Taxpayer entered into a qualified exchange accommodation arrangement with an EAT. The EAT was a single-owner limited liability company, wholly owned by EAT Parent, a corporation unrelated to the Taxpayer. On the same day, Taxpayer loaned the EAT the purchase price of Replacement Property, and the EAT Parent granted Taxpayer a security interest in 100-percent of the membership interest in the EAT as collateral for Taxpayer's loan to the EAT. The EAT then purchased the Replacement Property. The purchase price of the Replacement Property exceeded the value of Relinquished Property, so the Taxpayer was trading up in value.

Subsequently, the Taxpayer entered into an agreement with the Related Party to transfer the Relinquished Property to the Related Party's wholly owned subsidiary. The Related Party intended to dispose Relinquished Property within two years of its receipt.

The exchange was structured as follows: Taxpayer and QI, an affiliate of the EAT, entered into an exchange agreement and the Taxpayer assigned the rights to receive the sale proceeds from the Relinquished Property to QI. Taxpayer transferred the Relinquished Property to Related Party, who paid the purchase price to QI. To complete the exchange, QI purchased 100-percent of the membership interest in the EAT, subject to the EAT's obligation under the loan. At QI's direction, Parent EAT transferred EAT's membership interest to Taxpayer and also transferred the purchase price of the Relinquished Property to Taxpayer to pay down the loan. The Replacement Property value exceeded the Relinquished Property value and the outstanding balance of the loan attributable to this excess value was cancelled because Taxpayer in effect became both the debtor and the creditor with respect to such balance.

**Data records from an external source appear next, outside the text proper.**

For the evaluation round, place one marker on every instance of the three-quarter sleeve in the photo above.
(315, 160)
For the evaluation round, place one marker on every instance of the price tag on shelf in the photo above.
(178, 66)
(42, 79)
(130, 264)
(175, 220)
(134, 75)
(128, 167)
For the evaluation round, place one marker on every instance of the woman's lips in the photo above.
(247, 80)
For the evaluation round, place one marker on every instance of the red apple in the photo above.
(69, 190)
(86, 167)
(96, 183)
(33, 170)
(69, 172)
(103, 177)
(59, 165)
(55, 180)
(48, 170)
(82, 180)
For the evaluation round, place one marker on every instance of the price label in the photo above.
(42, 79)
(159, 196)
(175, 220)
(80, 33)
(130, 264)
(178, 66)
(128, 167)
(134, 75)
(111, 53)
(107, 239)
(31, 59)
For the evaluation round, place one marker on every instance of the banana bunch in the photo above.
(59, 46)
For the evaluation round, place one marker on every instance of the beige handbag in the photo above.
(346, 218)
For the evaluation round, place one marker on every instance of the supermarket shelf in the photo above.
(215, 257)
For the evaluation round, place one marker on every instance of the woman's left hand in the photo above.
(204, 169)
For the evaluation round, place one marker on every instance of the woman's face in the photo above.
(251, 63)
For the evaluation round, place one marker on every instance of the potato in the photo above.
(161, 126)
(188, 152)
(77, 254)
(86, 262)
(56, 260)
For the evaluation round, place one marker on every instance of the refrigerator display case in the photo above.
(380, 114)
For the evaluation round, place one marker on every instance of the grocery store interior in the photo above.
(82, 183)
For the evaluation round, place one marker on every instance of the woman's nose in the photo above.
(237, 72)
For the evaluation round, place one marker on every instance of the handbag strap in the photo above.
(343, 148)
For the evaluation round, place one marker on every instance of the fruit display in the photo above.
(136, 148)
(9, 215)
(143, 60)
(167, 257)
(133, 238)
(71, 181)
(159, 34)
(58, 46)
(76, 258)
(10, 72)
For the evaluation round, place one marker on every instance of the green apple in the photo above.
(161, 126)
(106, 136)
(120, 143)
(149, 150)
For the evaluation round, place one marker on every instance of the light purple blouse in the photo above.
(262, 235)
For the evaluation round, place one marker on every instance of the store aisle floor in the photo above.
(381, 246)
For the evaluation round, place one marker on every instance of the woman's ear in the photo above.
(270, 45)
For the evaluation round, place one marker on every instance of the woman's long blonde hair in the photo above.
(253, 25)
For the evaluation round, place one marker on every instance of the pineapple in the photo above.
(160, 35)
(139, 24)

This ruling presents the same issues as the recent PLR 200709036, but in a reverse exchange context. The ruling analyzes whether §1031 (f)(1) or (4) applies where (1) Taxpayer purchases like-kind Replacement Property from an unrelated third party via the EAT, (2) Taxpayer sells Relinquished Property to Related Party for cash consideration received by a QI, and (3) Related Party disposes of Relinquished Property within two years of the acquisition. First, the ruling concludes that §1031 (f)(1) does not apply because the Taxpayer and Related Party did not engage in a like-kind exchange. Instead, the Taxpayer exchanged with the QI, who is not related to Taxpayer. Second, the ruling concludes that §1031(f)(4) does not apply because the Taxpayer did not transfer Relinquished Property to Related Party as part of a transaction or series of transactions, structured to avoid the purposes of §1031(f)(1) because: (1) The related parties did not exchange high basis property for low basis property in anticipation of the sale of the low basis property; (2) Only Taxpayer held property before the reverse like-kind exchange and continued to hold like-kind property after the exchange, while Related Party did not hold property before the exchange; and (3) Related Party's disposal of Relinquished Property within two years of acquisition does not result in a "cashing out" of an investment or shifting of basis between Taxpayer and Related Party.

Comment: The ruling does not state why the Related Party wanted the Relinquished Property or why it would dispose of the Relinquished Property within two years of acquisition. There is no representation of business purpose. The only explanation is simply that "Related Party wished to acquire Relinquished Property from Taxpayer". Related Party apparently was not a taxable REIT subsidiary, like the Related Party in PLR 200709036. Perhaps the parties wanted to perform dealer activities on the Relinquished Property and they decided to transfer it to the Related Party so the Taxpayer could do an exchange and avoid ordinary income. Or perhaps they wanted extra time to find a buyer for the Relinquished Property and were trying to avoid the 180 day limitations of Rev. Proc. 2000-37.